UK households to get fracking payments under new government plans
08 August 2016
UK Prime Minister Theresa May has intervened to allow people who live near sites used for shale gas exploration to be given cash payments so that they personally benefit from the developments. In rewriting the previous government’s plans, she has extended the planned payments from community trusts and councils to private individuals.
Speaking ahead of the launch of the Shale Wealth Fund, May said: “The government I lead will be driven by the interests of the many – ordinary families for whom life is harder than many people in politics realise. As I said on my first night as prime minister: when we take the big calls, we’ll think not of the powerful but of you.
“This announcement is an example of putting those principles into action. It’s about making sure people personally benefit from economic decisions that are taken – not just councils – and putting them back in control over their lives. We’ll be looking at applying this approach to other government programmes in the future too, as we press on with the work of building a country that works for everyone.”
Under the original plans, communities were to receive up to 10% of tax revenues derived from shale exploration in their area to spend on priorities such as local infrastructure and skills training with up to £10m available for every eligible community.
A British Geological Survey study of shale gas across northern England estimated a shale gas resource of 1,300 trillion cubic feet. This compares with current UK annual gas consumption of around 2.5 trillion cubic feet.
In July, UK-based petrochemical group Ineos said it would accelerate shale gas development by lodging up to 30 planning applications across the country in the coming months.
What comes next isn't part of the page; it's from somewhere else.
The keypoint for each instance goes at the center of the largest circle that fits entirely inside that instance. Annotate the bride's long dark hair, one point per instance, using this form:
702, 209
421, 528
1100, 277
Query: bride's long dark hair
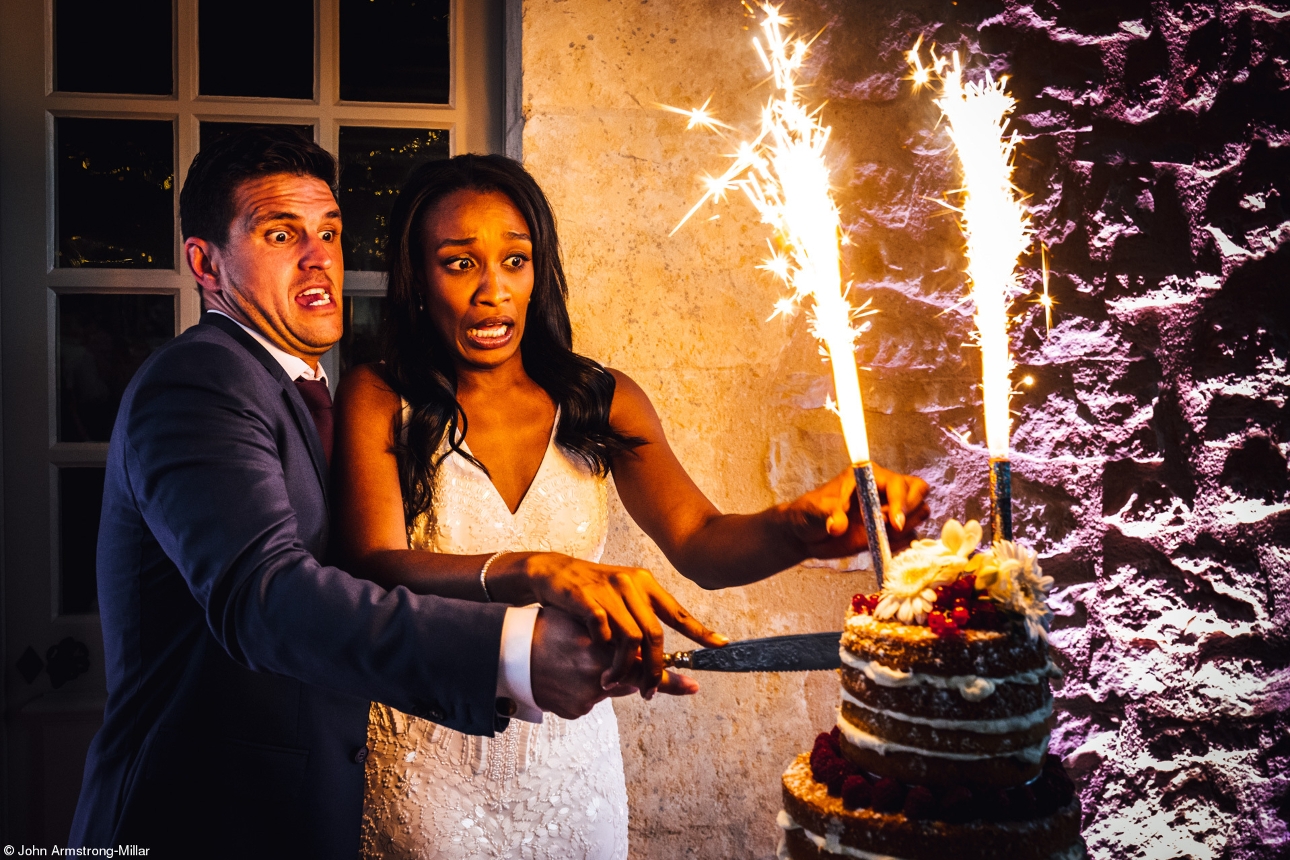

It hopes to start drilling in northern England early next year and is expected to begin extracting gas in about 18 months.
UKOOG, the trade body for the onshore oil and gas industry, welcomed the Government’s consultation on the proposed shale gas wealth fund and confirmed it would be providing a submission.
Ken Cronin, chief executive of UKOOG, said: "The onshore oil and gas industry in the UK continues to believe that local people should share in the success of our industry and be rewarded for hosting sites on behalf of others in the country. That is why we launched the industry's community benefits scheme and community engagement charter in 2013. These are additional to the proposed Shale Wealth Fund.
"The overarching objectives of secure, affordable and low carbon energy continue to be a driving force for our industry. Just 12 years ago, Britain was a net exporter of gas, but imports now make up nearly half of our gas demand, at a cost to this country of around £10 million a day. Recent estimates by National Grid are that, without shale, the UK could be importing over 90% of its gas by 2040."